In Germany export/Gdp ratio (52%) is much higher than in France (28%), Italy (30,3%) and Spain (32,3%); the ratio was 44% four years ago. Germany is re-directing its export toward Asian countries: export to Eurozone went down from 41% to 36% in the last four years, while export to extra-Europe went up from 38% to 43%. In the last two years, thanks to the ECB monetary policy, the interest rates went down and became negative in real terms, while those of piigs countries went up. The high level of German credit vis a vie Mediterranean countries is lowering, because the balance of current account of these countries had a strong recovery (from 2007 to 2012 export-import improved by 23,1Italy, and 89 Spain), mainly because of the recession.

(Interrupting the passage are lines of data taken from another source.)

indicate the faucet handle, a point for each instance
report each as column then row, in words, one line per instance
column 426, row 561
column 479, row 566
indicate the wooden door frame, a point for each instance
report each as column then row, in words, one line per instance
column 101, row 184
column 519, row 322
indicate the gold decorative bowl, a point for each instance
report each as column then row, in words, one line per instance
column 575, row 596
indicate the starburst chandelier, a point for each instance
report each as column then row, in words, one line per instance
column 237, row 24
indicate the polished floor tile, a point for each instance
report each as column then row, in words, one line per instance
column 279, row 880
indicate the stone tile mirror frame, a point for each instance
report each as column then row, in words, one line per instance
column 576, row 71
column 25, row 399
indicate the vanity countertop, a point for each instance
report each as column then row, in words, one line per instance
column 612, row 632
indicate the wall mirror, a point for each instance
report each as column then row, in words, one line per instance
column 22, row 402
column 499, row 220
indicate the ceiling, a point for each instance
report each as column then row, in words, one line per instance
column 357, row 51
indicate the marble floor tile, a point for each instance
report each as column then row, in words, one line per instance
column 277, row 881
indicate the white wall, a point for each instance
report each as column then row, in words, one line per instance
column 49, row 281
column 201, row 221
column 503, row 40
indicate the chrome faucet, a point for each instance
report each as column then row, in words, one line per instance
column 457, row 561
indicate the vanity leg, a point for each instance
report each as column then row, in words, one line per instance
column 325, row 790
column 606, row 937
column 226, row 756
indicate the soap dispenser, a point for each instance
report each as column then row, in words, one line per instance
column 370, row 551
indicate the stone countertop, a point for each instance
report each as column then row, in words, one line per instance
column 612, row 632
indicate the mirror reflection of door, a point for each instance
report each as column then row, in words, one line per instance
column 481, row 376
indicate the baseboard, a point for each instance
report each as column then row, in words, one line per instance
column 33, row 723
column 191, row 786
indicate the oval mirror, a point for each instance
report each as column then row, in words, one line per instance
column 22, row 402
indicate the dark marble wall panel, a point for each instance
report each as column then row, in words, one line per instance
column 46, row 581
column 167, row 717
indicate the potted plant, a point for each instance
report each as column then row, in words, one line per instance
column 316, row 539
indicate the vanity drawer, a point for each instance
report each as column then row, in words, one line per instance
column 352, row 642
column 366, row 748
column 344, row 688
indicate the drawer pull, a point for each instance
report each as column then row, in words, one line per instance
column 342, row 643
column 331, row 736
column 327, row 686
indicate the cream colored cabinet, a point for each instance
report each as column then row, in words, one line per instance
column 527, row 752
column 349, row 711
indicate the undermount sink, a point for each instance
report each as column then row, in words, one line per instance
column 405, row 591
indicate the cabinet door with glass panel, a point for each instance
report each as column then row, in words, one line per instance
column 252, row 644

Perhaps Germans are stupid, but there is a method in this madness. Their nightmare is to become the lender of last resource of the piigs countries. If it is necessary years of stagnation for the Mediterranean countries, well, it is a due medicine. The slowdown of Gdp growth is supposed to be a temporary one; the export towards Brics countries will expand, and a moderate wages increase will keep at pace the internal demand. And even if the euro will collapse, the historical evidence, from Bretton Woods fall, is that the mark revaluation didn’t hamper German export.

The best way to understand the mood of Germans is to note that Spd propaganda is now completely silent on euro-bonds and the like: they know that this a theme that can compromise the few changes of victory in September elections.

1)  Reichlin et al.: The decoupling of the US and European economies: Evidence from nowcasting, www.voxeu.org, 29-03-2013.
2) C. Parello, www.nens.it, 23-03-2013.